The Question

Scalable Similar Listings Recommendation System

Design a high-scale 'Similar Listings' recommendation engine for a global vacation rental platform with 10M+ properties. The system must surface relevant, available alternatives in real-time (<150ms P99) while a user browses a Listing Detail Page. Focus on the end-to-end ML lifecycle: from multi-modal feature engineering (text, images, metadata) and handling unique inventory availability constraints, to a two-stage retrieval and ranking architecture. Discuss strategies for addressing listing cold-start, training/serving data consistency, and how to optimize for long-term business metrics like booking conversion rate.

LightGBM

Item2Vec

HNSW

FAISS

Spark

Kafka

Redis

Word2Vec

Vision Transformer

Questions & Insights

Clarifying Questions

Clarifying Questions & Constraints:

Business Goal: Is the primary North Star metric Bookings (conversion) or Listing Detail Page (LDP) views (engagement)? Answer: Conversion (Bookings).
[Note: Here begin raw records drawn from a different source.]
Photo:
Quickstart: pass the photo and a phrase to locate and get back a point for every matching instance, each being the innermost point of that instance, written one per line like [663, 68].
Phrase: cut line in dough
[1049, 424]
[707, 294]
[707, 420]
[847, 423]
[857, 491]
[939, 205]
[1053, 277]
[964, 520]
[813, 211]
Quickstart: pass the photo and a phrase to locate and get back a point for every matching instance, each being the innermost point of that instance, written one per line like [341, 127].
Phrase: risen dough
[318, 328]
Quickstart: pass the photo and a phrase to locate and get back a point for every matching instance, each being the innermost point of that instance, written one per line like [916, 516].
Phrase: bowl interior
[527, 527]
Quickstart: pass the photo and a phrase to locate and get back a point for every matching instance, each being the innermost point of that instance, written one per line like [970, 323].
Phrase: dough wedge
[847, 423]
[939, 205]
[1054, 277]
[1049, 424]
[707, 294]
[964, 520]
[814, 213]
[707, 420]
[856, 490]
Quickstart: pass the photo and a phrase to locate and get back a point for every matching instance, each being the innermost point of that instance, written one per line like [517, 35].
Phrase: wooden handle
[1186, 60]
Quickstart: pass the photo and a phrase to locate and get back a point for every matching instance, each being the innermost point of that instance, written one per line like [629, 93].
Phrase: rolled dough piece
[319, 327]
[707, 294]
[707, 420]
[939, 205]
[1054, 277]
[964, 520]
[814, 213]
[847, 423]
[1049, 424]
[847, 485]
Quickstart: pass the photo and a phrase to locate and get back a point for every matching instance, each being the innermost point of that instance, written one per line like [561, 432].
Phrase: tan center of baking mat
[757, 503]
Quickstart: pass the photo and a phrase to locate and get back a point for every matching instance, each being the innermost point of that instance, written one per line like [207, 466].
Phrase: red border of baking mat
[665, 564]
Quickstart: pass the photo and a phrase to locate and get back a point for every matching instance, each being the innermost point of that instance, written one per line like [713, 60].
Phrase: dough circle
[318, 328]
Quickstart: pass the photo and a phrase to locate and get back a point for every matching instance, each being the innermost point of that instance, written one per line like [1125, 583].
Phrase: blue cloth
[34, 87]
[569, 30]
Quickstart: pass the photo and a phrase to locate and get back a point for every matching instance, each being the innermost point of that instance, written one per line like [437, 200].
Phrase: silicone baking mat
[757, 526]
Constraints & Scale: What is the scale of listings and traffic? Answer: 10M active listings, 100M monthly active users (MAU), 5k QPS at peak.

Latency Budget: What is the P99 latency requirement? Answer: 150ms for the entire recommendation component.

Freshness: How quickly must new listings appear in "Similar Listings"? Answer: Within 1 hour (Cold start is critical).

Availability: Should we only show listings available for the user's specific dates? Answer: Yes, availability is a hard constraint.

Assumptions:

A corpus of 10M listings.

P99 latency requirement of 150ms.

We have access to rich metadata (amenities, price, location) and high-quality images.

Thinking Process

Identify the Bottleneck: Similarity in vacation rentals is multi-faceted. It's not just "looks like this house," but "serves the same travel intent" (price point, location proximity, and group size).

Retrieval vs. Ranking: With 10M items, a single-stage model is impossible. I need a Two-Stage approach: 1) Fast Retrieval (Approximate Nearest Neighbors) and 2) Precise Ranking (Pointwise/Pairwise re-ranking).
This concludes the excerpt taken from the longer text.